We have elsewhere in our blog articles talked about these issues, but the presumption of undue influence is an important consideration for both Wills and gift-giving. The presumption comes up in cases where the potential for domination inhibits the relationship between the transferor and the transferee. In other words, from the person giving to the one receiving. The presumption states that when transfers are made in these special relationships, which include fiduciary relationships, they will have been presumed to have been induced by undue influence. Where the presumption applies, courts do not require proof of coercion to create a finding of undue influence. In English as an example– when an adult child gets $100,000 from their elderly parent, the starting point is that the adult child took advantage of their parent
We start with the extremely important and famous case of Lack Minerals Limited v International Corona Resources Limited, a decision of the Supreme Court of Canada. In that decision, the Supreme Court of Canada held that a fiduciary relationship exists where:
1. The fiduciary has scope for the exercise of some discretion or power;
2. Where the fiduciary can unilaterally exercise that power or discretion so as to affect the beneficiaries legal or practical interest; and
3. Where the beneficiary is peculiarly vulnerable to or at the mercy at the fiduciary holding the discretion or power.

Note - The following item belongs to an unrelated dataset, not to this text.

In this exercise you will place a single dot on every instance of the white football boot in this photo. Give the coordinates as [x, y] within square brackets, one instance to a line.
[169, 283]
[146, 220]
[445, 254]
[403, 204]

There are some obvious examples of this such as lawyer and client, parent and child, guardian and ward relationships. The court will look at these relationships through the lens of the transferor’s age, illness, cognitive decline and reliance on the transferee.

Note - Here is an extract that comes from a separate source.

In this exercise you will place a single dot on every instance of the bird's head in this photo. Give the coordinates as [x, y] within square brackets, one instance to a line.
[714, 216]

The idea of presumption of undue influence meshes with the argument that the transferor lacked capacity to make a gift or transfer. Evidence of diminished mental faculties is useful both as a basis to set aside the gift by indicating that the donor lacked the concept and understanding of making a gift and further to trigger the presumption of undue influence. Once the presumption is triggered, the onus shifts to the recipient to prove on a balance of probabilities that the donor made the gift because of his or her full free informed thought.

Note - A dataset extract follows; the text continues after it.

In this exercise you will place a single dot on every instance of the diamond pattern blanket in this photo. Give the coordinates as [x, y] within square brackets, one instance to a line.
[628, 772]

As an example of the gift between parent to child to assist them in purchasing a home, one could attack that gift saying either a parent did not know what they were doing or lacked the mental capacity to do so or alternatively were at the mercy of the child such as the child withholding the essentials of life unless such a gift was made.
How does one respond to a claim of a presumption of undue influence. There are many ways to do so, but some of the most obvious are the following.
1. Proving no actual influence was used in the transaction.
2. There was no opportunity to even influence the donor.
3. The donor received independent legal advice or had the opportunity to obtain independent advice.
4. The donor was strong-willed enough to resist any undue influence,
5. The donor knew and understood what he or she was doing; and
6. Undue delay in making such a claim leading to in essence acquiescence or confirmation on the part of the donor. (simply put no one complained long after knowing of the gift).
Our law firm has been involved in cases in which gifts in excess of a million dollars have been given to the caregivers of the deceased that he had only known for the last 18 months of his life. There were immediate red flags that that would trigger a presumption of either undue influence or perhaps an attack indicating that the donor lacked the mental capacity to make such a gift. However in that particular instance after an exhaustive review of the information available, the donor clearly was shown to be a strong-willed individual who had all of his financial acumen right to the very end of his life. That gift was not even attacked in the end.